Pakistan Targets Militants

COMBINED REPORTS


ISLAMABAD, Pakistan -- Amnesty International expressed worries Monday that a crackdown against political and religious violence in Pakistan could lead to arbitrary arrests and detentions.


About 200 people have died in violent clashes between Sunni and Shiite Moslem extremists in eastern Punjab province since the start of the year.


Meanwhile, in southern Sindh province, more than 150 have died in street fighting between rival factions of a militant minority party.


Thousands of paramilitary troops have fanned out across Punjab and Sindh to combat the spread of violence, and police have arrested hundreds of militant activists in both areas.


Sixteen people were killed in Shiekhupra and Mondka village near Multan on Saturday, only a day after 12 people died in attacks on Sunni mosques in Lahore and Multan.


Officials said several hundred paramilitary personnel would guard places of worship and sensitive sites in major cities.


Residents said paramilitary troops Monday moved into Mondka village where shops remained closed for the second day running and tension remained high.
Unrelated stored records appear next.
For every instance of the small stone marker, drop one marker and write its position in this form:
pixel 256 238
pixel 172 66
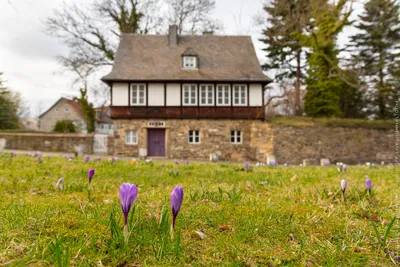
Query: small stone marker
pixel 2 144
pixel 79 150
pixel 142 153
pixel 271 159
pixel 325 162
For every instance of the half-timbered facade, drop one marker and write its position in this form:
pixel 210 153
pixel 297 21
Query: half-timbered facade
pixel 186 96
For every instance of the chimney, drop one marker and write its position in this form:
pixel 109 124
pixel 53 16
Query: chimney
pixel 173 35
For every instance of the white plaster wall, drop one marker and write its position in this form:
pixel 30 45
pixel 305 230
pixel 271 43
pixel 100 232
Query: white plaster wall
pixel 255 95
pixel 173 94
pixel 156 94
pixel 120 94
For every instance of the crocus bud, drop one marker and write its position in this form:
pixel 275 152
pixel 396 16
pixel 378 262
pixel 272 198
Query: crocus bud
pixel 91 174
pixel 127 195
pixel 176 202
pixel 343 185
pixel 368 184
pixel 246 165
pixel 60 183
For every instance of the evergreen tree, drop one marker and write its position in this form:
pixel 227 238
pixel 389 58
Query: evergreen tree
pixel 286 22
pixel 323 82
pixel 377 48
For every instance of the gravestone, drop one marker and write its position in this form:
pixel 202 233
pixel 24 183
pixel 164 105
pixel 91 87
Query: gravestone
pixel 142 153
pixel 325 162
pixel 271 160
pixel 79 150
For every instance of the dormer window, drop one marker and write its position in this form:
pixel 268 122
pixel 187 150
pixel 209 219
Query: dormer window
pixel 190 59
pixel 190 62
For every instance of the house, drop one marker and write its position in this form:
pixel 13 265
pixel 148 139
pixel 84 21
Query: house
pixel 104 124
pixel 63 109
pixel 29 124
pixel 187 97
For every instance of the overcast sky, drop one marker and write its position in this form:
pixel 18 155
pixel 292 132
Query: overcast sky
pixel 28 56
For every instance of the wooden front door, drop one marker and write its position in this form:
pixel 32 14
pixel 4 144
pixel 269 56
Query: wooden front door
pixel 156 142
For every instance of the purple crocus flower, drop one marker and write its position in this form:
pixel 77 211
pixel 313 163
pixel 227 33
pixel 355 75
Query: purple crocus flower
pixel 91 174
pixel 59 183
pixel 246 165
pixel 176 203
pixel 127 195
pixel 368 184
pixel 343 185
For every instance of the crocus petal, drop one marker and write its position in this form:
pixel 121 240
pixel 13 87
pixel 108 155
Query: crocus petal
pixel 127 194
pixel 343 185
pixel 176 200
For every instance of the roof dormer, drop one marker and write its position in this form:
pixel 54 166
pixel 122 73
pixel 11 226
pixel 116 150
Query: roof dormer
pixel 190 60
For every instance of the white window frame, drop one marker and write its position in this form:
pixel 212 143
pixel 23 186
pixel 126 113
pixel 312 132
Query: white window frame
pixel 208 88
pixel 240 98
pixel 225 88
pixel 139 87
pixel 235 134
pixel 190 62
pixel 191 94
pixel 131 137
pixel 193 134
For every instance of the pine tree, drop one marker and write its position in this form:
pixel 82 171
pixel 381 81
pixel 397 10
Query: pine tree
pixel 323 82
pixel 286 22
pixel 377 48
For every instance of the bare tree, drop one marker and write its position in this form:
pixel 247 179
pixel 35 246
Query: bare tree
pixel 92 33
pixel 193 16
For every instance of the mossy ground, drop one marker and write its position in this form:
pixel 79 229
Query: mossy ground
pixel 271 216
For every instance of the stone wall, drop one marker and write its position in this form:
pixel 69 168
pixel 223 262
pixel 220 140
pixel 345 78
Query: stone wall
pixel 293 144
pixel 350 145
pixel 62 110
pixel 214 136
pixel 48 142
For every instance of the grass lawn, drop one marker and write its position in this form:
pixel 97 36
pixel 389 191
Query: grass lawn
pixel 271 216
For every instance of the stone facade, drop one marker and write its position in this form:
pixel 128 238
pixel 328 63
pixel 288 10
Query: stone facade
pixel 293 144
pixel 214 138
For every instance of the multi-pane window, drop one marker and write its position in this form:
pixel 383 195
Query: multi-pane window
pixel 189 62
pixel 236 137
pixel 131 137
pixel 189 94
pixel 206 94
pixel 239 95
pixel 194 137
pixel 138 93
pixel 223 95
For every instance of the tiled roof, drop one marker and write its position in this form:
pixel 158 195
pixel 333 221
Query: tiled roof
pixel 221 58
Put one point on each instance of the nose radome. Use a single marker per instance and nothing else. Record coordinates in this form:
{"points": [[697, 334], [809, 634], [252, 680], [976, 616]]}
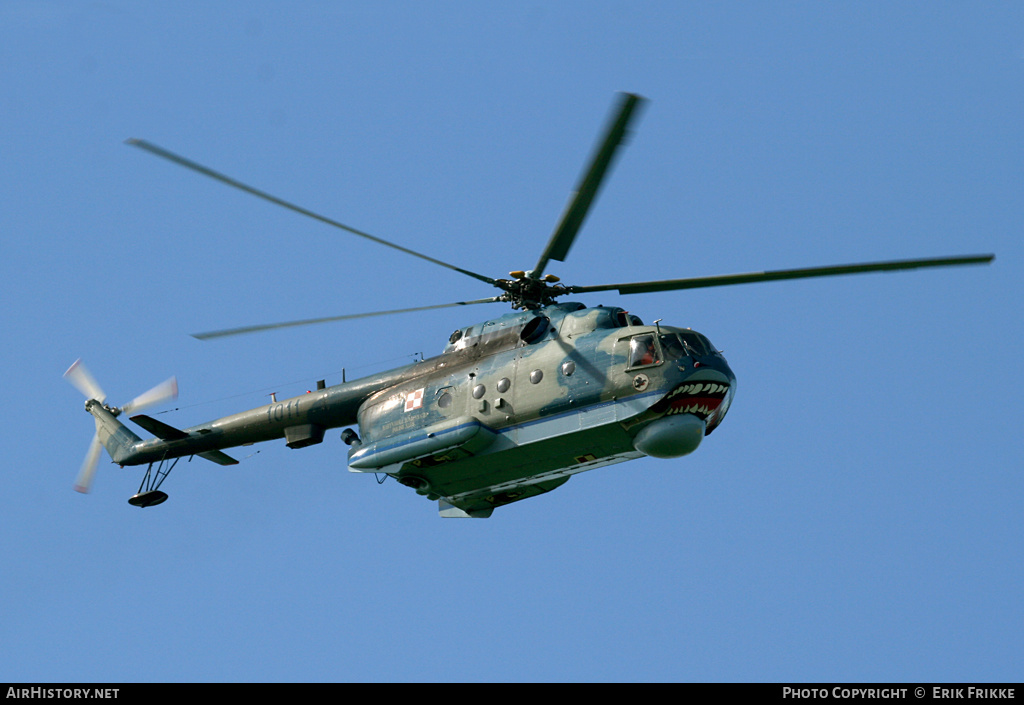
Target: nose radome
{"points": [[671, 437]]}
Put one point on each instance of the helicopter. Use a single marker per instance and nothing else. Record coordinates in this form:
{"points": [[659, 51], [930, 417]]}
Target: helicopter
{"points": [[512, 407]]}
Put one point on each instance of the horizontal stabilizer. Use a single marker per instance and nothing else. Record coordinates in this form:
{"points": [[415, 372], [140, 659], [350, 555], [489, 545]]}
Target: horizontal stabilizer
{"points": [[168, 432], [159, 428], [218, 457]]}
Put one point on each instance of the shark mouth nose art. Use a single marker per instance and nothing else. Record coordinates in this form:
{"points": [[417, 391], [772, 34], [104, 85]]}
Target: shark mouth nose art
{"points": [[700, 399]]}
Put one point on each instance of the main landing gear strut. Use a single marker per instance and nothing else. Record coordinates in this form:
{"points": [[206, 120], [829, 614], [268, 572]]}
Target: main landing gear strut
{"points": [[148, 492]]}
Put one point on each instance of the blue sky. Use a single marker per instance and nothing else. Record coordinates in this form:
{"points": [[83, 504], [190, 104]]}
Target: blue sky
{"points": [[856, 517]]}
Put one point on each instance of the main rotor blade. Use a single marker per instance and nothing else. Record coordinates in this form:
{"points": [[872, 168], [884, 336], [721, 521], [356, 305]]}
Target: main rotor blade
{"points": [[753, 277], [583, 198], [310, 322], [80, 377], [160, 152], [164, 391]]}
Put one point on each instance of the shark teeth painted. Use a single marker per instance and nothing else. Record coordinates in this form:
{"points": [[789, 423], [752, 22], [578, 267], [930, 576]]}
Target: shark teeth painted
{"points": [[699, 399]]}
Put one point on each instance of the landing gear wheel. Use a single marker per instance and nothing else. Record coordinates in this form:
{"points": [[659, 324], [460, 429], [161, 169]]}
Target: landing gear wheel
{"points": [[151, 498]]}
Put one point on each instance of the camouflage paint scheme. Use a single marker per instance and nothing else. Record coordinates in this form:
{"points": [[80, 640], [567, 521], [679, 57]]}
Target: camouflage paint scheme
{"points": [[511, 409]]}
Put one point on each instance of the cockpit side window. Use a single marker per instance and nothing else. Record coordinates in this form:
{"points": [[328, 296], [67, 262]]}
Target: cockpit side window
{"points": [[643, 351]]}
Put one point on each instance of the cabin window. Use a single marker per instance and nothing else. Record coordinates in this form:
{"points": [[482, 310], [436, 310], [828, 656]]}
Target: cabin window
{"points": [[643, 351]]}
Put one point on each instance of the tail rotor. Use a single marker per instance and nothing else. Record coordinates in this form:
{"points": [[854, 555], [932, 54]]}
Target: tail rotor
{"points": [[80, 377]]}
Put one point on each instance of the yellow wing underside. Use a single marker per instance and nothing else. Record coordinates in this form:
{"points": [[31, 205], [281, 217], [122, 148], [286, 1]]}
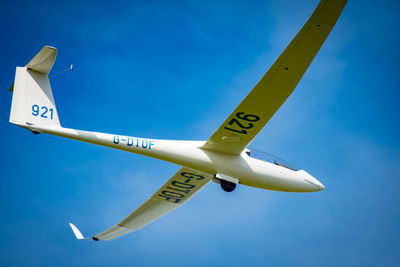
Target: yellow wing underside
{"points": [[235, 134]]}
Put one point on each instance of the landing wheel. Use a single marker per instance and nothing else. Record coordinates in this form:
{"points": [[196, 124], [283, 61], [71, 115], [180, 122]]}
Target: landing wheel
{"points": [[227, 186]]}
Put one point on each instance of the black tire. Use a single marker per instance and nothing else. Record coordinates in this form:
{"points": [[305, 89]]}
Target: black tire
{"points": [[227, 186]]}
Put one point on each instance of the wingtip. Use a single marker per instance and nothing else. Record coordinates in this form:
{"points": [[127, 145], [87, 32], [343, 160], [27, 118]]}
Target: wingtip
{"points": [[76, 231]]}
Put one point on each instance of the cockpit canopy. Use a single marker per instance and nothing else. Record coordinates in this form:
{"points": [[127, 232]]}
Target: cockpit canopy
{"points": [[261, 155]]}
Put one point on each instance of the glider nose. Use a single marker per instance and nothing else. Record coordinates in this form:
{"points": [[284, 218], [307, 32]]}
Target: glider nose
{"points": [[316, 185]]}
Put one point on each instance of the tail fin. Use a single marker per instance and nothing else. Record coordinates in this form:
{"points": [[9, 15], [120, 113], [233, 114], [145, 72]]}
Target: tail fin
{"points": [[33, 102]]}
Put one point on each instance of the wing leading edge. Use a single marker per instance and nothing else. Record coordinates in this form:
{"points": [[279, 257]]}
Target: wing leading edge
{"points": [[235, 134], [182, 186]]}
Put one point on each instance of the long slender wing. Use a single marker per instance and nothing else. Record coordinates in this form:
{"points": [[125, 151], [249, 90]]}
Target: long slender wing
{"points": [[182, 186], [234, 135]]}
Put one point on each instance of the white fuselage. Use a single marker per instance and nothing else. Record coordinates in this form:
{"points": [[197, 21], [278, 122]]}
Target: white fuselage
{"points": [[247, 170]]}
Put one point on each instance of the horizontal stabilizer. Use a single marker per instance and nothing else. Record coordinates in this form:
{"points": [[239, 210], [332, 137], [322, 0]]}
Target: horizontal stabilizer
{"points": [[44, 60]]}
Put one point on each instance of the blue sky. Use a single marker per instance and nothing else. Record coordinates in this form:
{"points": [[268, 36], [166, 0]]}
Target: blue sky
{"points": [[176, 70]]}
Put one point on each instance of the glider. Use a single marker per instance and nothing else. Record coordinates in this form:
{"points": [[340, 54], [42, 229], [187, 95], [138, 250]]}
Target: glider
{"points": [[223, 158]]}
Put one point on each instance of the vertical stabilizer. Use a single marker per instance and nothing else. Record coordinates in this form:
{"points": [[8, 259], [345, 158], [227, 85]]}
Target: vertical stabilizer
{"points": [[33, 102]]}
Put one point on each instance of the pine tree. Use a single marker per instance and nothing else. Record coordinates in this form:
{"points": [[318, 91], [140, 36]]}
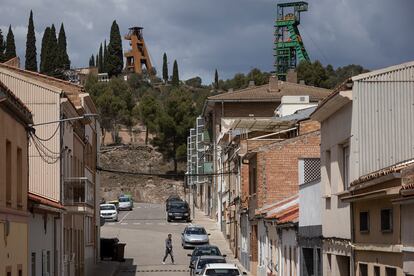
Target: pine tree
{"points": [[63, 61], [2, 47], [165, 68], [216, 79], [44, 51], [31, 54], [175, 80], [100, 59], [92, 61], [10, 45], [115, 56], [105, 58]]}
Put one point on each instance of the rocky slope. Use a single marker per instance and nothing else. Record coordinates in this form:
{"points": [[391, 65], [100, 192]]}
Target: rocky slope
{"points": [[137, 158]]}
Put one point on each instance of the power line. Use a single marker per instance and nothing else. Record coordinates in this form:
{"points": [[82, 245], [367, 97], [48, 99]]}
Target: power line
{"points": [[160, 174]]}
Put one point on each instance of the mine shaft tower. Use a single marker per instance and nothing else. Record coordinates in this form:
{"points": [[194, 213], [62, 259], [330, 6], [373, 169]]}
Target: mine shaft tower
{"points": [[138, 56], [289, 48]]}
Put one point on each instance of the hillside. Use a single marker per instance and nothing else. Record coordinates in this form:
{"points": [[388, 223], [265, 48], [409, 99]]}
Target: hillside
{"points": [[136, 159]]}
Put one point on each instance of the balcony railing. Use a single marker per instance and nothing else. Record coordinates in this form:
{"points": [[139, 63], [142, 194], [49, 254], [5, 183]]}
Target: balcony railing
{"points": [[78, 190]]}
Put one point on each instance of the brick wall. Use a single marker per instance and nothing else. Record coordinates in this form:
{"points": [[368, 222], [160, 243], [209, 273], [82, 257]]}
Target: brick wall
{"points": [[277, 167]]}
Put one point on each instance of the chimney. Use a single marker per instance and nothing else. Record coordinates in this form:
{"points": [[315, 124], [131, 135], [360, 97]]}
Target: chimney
{"points": [[292, 76], [273, 84]]}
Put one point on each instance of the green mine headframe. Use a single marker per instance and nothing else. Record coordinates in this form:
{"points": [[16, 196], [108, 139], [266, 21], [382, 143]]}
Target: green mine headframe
{"points": [[289, 48]]}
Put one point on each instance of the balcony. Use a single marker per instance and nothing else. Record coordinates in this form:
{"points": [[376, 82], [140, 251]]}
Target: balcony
{"points": [[78, 191], [252, 205]]}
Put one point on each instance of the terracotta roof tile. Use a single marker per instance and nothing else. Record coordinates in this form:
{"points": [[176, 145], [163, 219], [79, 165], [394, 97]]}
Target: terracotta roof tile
{"points": [[263, 93]]}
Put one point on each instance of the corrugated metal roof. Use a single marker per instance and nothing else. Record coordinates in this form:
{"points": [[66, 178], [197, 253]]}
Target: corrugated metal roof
{"points": [[384, 72]]}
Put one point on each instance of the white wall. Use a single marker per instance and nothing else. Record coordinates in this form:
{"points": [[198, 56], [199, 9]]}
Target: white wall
{"points": [[40, 240], [310, 209], [334, 131]]}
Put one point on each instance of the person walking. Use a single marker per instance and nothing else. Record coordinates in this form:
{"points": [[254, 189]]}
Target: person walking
{"points": [[168, 249]]}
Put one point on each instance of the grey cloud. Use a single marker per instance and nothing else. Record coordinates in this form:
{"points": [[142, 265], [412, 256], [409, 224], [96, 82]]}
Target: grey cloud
{"points": [[230, 35]]}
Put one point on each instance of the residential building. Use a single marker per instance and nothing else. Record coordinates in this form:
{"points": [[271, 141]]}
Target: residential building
{"points": [[310, 217], [15, 121], [334, 111], [63, 183], [381, 148]]}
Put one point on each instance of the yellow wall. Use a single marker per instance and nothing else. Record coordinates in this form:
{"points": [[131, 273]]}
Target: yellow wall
{"points": [[15, 252]]}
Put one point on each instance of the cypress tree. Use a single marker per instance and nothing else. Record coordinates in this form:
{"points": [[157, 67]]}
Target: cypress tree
{"points": [[92, 61], [31, 54], [2, 47], [175, 78], [115, 56], [216, 79], [10, 45], [53, 55], [62, 55], [106, 57], [44, 51], [100, 59], [165, 68]]}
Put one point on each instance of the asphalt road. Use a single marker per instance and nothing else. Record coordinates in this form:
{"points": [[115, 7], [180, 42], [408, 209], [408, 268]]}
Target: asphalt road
{"points": [[144, 230]]}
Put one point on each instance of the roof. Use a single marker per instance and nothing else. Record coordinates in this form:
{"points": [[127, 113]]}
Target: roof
{"points": [[382, 172], [16, 104], [71, 90], [385, 71], [264, 93]]}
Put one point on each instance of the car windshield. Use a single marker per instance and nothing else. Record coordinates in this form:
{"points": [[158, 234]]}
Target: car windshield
{"points": [[207, 251], [202, 263], [196, 231], [222, 271], [178, 206], [107, 207]]}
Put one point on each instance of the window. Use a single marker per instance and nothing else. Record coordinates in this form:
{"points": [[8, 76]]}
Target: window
{"points": [[363, 269], [364, 222], [8, 173], [377, 271], [19, 177], [386, 220], [345, 165], [390, 271], [33, 264]]}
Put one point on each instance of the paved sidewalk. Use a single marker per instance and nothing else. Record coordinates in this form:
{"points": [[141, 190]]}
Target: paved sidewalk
{"points": [[106, 268], [216, 237]]}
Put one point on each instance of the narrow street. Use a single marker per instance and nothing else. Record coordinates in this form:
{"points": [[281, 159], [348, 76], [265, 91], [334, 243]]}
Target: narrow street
{"points": [[144, 230]]}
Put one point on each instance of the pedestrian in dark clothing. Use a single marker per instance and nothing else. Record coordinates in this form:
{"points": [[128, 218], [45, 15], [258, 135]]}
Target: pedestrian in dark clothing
{"points": [[168, 249]]}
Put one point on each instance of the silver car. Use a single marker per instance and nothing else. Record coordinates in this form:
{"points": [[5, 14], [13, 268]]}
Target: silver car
{"points": [[194, 235]]}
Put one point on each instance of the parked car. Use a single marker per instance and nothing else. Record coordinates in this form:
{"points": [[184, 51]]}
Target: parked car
{"points": [[194, 235], [204, 250], [109, 212], [170, 200], [221, 270], [125, 203], [179, 210], [202, 261]]}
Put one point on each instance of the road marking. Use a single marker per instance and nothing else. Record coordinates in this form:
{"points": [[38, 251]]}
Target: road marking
{"points": [[129, 212]]}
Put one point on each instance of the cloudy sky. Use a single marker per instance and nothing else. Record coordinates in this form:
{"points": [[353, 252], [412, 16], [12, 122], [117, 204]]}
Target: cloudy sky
{"points": [[230, 35]]}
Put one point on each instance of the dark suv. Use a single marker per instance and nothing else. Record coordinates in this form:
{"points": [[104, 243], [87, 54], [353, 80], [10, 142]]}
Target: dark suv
{"points": [[178, 210]]}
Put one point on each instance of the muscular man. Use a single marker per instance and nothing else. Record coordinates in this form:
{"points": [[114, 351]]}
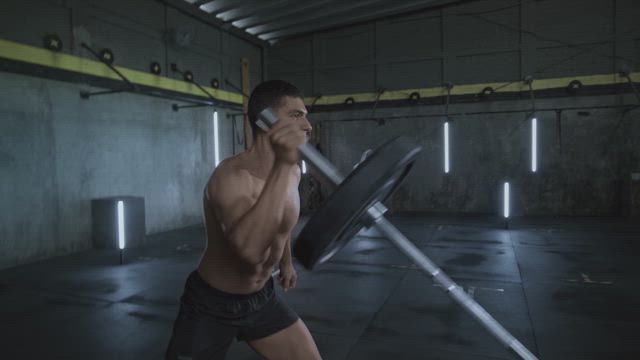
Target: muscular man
{"points": [[250, 204]]}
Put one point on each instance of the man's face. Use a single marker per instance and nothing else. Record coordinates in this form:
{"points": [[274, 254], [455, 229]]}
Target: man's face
{"points": [[292, 110]]}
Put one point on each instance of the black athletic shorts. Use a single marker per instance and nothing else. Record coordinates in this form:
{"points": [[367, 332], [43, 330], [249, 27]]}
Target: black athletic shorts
{"points": [[209, 319]]}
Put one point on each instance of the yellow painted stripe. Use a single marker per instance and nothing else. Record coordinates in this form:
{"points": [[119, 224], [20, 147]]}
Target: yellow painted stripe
{"points": [[472, 89], [33, 55]]}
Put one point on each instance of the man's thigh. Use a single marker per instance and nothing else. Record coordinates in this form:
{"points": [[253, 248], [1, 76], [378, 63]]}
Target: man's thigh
{"points": [[198, 339], [293, 342]]}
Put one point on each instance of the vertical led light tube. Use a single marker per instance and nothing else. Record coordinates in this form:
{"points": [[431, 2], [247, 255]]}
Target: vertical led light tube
{"points": [[506, 200], [216, 138], [121, 239], [446, 147], [534, 144]]}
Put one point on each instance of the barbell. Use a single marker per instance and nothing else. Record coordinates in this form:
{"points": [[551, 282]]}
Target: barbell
{"points": [[356, 202]]}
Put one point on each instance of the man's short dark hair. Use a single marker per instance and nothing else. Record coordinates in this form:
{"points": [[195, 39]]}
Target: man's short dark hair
{"points": [[268, 94]]}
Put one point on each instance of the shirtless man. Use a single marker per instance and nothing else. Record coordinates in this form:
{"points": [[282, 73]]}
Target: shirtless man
{"points": [[251, 204]]}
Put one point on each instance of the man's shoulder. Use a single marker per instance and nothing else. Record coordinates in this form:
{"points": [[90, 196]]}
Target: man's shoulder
{"points": [[231, 168]]}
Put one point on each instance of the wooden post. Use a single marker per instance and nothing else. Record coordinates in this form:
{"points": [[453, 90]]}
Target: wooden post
{"points": [[248, 135]]}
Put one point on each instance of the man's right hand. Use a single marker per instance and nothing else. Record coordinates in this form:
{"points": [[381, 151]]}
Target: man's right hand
{"points": [[285, 139]]}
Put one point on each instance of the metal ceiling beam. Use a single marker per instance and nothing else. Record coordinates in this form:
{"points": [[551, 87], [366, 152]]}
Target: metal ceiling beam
{"points": [[218, 6], [248, 10], [197, 3], [277, 14], [188, 9], [322, 15], [348, 20]]}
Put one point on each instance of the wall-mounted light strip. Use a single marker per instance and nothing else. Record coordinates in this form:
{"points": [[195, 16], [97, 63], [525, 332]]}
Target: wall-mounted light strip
{"points": [[505, 200], [446, 147], [534, 144], [121, 239], [216, 138]]}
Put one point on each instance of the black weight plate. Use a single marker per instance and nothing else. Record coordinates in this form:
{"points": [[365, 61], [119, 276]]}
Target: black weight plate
{"points": [[342, 214]]}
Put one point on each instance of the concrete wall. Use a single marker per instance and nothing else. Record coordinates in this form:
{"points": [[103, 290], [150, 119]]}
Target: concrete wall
{"points": [[58, 151], [479, 42]]}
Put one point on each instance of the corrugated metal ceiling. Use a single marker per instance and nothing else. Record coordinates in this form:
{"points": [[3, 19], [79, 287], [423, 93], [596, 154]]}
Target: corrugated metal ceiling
{"points": [[274, 20]]}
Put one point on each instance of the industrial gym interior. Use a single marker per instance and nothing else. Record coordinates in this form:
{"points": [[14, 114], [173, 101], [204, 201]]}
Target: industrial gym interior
{"points": [[525, 191]]}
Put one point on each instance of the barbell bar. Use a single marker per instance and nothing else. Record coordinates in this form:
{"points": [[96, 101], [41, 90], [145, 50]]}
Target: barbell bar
{"points": [[311, 248]]}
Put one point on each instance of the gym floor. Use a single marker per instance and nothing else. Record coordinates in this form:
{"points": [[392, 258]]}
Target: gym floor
{"points": [[565, 287]]}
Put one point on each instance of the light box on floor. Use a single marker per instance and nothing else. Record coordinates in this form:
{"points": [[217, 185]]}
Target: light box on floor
{"points": [[111, 231]]}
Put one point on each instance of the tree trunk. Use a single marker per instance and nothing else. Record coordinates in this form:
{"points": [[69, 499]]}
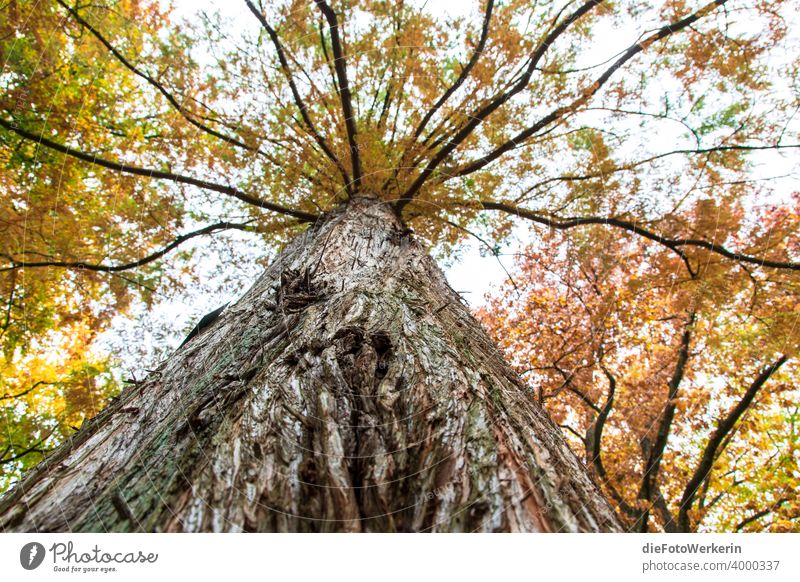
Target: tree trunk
{"points": [[348, 390]]}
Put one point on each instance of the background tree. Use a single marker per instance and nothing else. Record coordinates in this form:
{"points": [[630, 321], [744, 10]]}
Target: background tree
{"points": [[127, 134]]}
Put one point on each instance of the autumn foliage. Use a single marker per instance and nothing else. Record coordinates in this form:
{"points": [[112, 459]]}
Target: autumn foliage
{"points": [[650, 144]]}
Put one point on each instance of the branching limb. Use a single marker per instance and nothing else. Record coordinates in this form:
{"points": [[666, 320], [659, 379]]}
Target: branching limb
{"points": [[487, 16], [158, 175], [17, 264], [477, 117], [656, 451], [298, 100], [674, 244], [340, 66], [706, 463], [590, 91]]}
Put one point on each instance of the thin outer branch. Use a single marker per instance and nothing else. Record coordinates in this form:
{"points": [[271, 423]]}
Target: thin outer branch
{"points": [[158, 175], [340, 65], [479, 116], [161, 89], [725, 425], [653, 463], [132, 265], [590, 91], [673, 244], [298, 100], [464, 72]]}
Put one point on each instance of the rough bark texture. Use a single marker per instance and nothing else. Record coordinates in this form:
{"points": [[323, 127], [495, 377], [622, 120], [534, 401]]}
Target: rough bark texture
{"points": [[348, 390]]}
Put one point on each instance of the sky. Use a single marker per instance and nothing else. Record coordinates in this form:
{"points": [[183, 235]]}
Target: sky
{"points": [[471, 271]]}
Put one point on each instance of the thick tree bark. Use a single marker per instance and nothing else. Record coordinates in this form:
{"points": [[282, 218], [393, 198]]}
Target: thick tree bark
{"points": [[348, 390]]}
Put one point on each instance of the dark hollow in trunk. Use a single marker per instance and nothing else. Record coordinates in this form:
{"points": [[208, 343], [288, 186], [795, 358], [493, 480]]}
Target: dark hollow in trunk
{"points": [[348, 390]]}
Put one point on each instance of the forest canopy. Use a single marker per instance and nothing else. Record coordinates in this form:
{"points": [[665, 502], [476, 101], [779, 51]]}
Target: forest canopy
{"points": [[647, 149]]}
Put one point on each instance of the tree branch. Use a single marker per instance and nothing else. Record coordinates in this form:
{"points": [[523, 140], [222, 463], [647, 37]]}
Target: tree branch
{"points": [[674, 244], [758, 515], [298, 100], [464, 72], [588, 92], [340, 66], [656, 452], [476, 118], [724, 426], [134, 264], [161, 89], [158, 175]]}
Some 800 demonstrators in the small village of 10,000 people staged a protest rally, they said.


The participants barricaded roads and chanted slogans against the police, demanding the arrest of the killers, they said. Police said 25 suspects taken into custody were being interrogated in connection with terrorism in Mondka.


The National Assembly is mulling anti-terrorism legislation that would give police wider powers to arrest and detain suspected militants.


The London-based human rights group said such a move "has been tested and proved counterproductive in the past.'' It also criticized existing legal provisions concerning the arrest and detention of suspects. The group said Punjab police have arrested dozens of Sunni and Shiite activists and held them under an ordinance that allows detention without charges for up to three months.


"Time and time again police appear to be using [the ordinance] simply because they did not have sufficient evidence to bring charges against suspects,'' the group said in a statement.


Punjab police have said they are holding only 60 activists, against whom they have enough evidence to levy criminal charges.


"Their cases will soon be referred to special anti-terrorist courts,'' said Lahore police inspector Jahan Burki on Sunday.


The federal government has appointed two judges to run special courts that only will hear cases related to sectarian and political violence. Pakistan's judiciary initially balked at pressure from federal authorities to establish the courts.


In a crackdown in Sindh, police have arrested hundreds of people from the militant Mohajir Qami Movement and other opposition parties, Amnesty said.